As used herein the “Applicable Amortization Percentage” means with respect to Amendment No. 1 Delayed Draw Incremental Loans funded on a given Delayed Draw Funding Date, the percentage of such Amendment No. 1 Delayed Draw Incremental Loans obtained by dividing (x) the dollar amount of the required scheduled amortization payment for the first scheduled amortization date occurring following such Delayed Draw Funding Date (ignoring for such purposes any prepayments which may have reduced or eliminated the scheduled amortization requirement for such date) in respect of the then outstanding principal amount of Initial Loans, Amendment No. 1 Effective Date Incremental Loans and previously funded Amendment No. 1 Delayed Draw Incremental Loans determined immediately preceding such Delayed Draw Funding Date by (y) the then outstanding principal amount of Initial Loans, Amendment No. 1 Effective Date Incremental Loans and previously funded Amendment No. 1 Delayed Draw Incremental Loans immediately preceding such Delayed Draw Funding Date.
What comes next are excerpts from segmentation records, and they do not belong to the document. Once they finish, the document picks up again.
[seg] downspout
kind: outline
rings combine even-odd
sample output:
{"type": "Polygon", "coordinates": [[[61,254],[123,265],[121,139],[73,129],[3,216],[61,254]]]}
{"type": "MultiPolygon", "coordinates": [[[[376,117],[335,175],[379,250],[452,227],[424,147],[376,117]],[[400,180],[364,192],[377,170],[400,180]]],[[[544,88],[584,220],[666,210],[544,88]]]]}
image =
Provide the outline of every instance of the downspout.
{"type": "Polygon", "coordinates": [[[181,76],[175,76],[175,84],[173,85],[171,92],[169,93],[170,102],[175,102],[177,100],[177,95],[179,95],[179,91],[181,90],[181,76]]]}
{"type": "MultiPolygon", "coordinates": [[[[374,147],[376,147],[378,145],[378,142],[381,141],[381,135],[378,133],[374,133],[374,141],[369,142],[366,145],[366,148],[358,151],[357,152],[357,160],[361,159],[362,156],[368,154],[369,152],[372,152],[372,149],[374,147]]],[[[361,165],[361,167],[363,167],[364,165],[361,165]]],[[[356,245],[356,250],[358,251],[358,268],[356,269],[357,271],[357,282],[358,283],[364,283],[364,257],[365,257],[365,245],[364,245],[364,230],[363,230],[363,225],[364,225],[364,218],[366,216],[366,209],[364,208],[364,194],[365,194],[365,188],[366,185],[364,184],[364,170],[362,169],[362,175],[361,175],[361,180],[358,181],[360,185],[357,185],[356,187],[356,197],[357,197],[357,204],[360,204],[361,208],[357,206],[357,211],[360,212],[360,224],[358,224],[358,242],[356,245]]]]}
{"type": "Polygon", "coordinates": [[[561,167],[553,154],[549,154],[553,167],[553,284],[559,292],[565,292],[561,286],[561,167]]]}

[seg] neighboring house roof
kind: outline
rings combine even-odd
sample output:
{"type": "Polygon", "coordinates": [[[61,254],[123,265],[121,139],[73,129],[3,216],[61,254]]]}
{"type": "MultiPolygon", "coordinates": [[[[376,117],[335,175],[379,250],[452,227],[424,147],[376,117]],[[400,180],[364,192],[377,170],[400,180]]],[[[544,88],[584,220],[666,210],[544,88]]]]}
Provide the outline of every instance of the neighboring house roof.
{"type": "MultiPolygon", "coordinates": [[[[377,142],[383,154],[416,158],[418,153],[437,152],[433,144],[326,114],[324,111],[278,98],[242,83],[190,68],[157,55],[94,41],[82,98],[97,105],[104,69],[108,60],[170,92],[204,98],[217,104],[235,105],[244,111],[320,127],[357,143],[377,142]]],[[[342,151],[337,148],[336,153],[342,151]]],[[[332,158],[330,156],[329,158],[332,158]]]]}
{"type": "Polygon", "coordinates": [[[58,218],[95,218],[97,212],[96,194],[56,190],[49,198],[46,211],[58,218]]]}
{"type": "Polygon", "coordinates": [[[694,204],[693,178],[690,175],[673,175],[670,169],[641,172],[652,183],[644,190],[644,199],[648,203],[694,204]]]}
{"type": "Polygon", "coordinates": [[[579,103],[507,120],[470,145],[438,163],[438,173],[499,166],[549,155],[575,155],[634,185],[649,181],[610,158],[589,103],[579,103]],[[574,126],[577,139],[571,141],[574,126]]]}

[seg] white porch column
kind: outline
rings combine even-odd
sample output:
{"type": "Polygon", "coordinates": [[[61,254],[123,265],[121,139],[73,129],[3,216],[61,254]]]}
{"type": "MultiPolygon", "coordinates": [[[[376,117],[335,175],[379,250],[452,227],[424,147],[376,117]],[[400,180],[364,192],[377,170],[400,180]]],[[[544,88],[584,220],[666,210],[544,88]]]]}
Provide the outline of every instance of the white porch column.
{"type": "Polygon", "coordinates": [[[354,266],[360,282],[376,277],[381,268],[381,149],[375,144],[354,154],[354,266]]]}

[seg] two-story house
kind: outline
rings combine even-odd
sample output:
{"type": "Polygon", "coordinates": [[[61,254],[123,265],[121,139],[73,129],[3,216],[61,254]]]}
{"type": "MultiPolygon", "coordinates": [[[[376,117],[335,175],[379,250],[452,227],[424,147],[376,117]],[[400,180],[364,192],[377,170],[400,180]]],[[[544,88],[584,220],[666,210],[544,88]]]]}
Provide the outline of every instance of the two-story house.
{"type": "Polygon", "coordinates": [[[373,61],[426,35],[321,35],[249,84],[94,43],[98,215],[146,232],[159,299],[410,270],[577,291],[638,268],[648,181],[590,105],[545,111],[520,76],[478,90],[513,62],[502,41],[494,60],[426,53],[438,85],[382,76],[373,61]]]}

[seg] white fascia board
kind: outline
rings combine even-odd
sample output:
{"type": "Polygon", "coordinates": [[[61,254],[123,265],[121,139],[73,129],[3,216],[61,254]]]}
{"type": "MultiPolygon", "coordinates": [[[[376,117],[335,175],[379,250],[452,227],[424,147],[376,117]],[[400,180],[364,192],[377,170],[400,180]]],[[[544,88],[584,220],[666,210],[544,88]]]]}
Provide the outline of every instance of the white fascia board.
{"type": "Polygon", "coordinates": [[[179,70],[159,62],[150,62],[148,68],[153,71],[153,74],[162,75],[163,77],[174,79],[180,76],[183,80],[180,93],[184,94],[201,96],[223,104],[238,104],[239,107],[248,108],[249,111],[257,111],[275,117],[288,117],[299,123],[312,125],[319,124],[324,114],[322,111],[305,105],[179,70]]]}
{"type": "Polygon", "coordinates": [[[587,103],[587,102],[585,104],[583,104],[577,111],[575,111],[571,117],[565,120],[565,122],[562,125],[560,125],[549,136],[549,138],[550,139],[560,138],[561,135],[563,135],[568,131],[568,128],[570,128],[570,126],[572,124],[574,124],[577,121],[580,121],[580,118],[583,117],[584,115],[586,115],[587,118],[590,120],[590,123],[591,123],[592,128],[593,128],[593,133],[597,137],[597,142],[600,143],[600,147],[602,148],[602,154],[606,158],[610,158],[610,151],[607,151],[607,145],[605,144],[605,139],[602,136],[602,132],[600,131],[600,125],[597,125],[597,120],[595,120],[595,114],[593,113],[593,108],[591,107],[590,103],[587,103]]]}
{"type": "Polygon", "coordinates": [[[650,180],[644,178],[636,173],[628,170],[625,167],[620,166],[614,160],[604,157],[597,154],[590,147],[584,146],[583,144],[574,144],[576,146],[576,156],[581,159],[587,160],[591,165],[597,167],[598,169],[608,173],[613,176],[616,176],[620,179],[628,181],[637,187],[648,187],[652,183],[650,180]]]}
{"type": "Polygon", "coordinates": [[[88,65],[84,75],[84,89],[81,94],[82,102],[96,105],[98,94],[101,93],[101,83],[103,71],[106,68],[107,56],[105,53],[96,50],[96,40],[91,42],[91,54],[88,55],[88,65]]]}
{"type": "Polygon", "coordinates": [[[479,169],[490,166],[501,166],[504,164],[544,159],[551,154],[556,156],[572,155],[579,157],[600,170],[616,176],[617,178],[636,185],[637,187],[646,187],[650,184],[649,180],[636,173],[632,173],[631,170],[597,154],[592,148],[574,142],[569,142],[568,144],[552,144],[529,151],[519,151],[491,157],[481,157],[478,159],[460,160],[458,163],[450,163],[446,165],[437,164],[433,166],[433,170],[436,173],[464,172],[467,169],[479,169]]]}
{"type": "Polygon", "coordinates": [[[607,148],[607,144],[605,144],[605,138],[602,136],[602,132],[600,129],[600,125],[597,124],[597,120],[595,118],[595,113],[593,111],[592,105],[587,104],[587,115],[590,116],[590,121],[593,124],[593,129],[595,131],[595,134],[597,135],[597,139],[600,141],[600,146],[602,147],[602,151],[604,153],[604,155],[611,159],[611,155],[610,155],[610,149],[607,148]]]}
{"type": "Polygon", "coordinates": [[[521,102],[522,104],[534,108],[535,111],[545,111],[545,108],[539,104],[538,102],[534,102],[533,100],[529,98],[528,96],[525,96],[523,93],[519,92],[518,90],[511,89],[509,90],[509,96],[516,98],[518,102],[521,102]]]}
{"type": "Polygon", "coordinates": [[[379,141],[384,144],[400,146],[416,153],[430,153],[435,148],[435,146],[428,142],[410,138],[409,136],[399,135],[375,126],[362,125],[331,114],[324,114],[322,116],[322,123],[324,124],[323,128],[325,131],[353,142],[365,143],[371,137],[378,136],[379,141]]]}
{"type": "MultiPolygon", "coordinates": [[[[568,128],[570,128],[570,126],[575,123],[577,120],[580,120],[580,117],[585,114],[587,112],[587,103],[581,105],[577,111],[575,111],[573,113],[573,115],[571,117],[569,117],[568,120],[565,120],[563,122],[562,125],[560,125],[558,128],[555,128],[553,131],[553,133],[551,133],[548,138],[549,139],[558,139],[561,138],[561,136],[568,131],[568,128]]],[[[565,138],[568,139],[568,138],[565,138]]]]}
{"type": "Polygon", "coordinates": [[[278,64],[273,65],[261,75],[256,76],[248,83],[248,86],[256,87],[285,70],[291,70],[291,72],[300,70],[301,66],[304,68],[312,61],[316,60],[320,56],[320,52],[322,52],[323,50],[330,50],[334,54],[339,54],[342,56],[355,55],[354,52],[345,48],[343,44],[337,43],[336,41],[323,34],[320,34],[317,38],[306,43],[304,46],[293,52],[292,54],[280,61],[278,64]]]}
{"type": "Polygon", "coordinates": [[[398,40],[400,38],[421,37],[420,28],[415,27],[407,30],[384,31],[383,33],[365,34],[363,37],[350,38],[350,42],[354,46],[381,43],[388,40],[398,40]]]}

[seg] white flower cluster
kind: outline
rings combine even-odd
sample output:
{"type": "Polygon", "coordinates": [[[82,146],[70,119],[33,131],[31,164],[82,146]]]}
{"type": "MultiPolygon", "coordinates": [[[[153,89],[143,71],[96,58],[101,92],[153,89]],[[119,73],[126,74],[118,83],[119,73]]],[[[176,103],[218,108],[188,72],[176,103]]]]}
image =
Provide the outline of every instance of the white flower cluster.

The Administrative Agent is hereby authorized to make adjustments to the amount of amortization payments applicable to Amendment No. 1 Incremental Loans in order to retain the fungibility of such loans with the Initial Loans as contemplated hereby.
(iii) Initial Interest Rates and Interest Periods. The Amendment No. 1 Effective Date Incremental Loans shall bear interest as provided for in the Credit Agreement in respect of Initial Loans. From the date of each applicable Delayed Draw Funding Date, the Amendment No. 1 Delayed Draw Incremental Loans funding on such Delayed Draw Funding Date shall bear interest as provided for in the Credit Agreement in respect of Initial Loans. The Borrower and the Amendment No. 1 Incremental Lenders hereby agree that all Amendment No. 1 Incremental Loans incurred pursuant to this Amendment will be allocated ratably to each outstanding borrowing of Loans that are Eurocurrency Rate Loans or Base Rate Loans under the Credit Agreement for purposes of determining the initial interest rate thereon and Interest Period therefor.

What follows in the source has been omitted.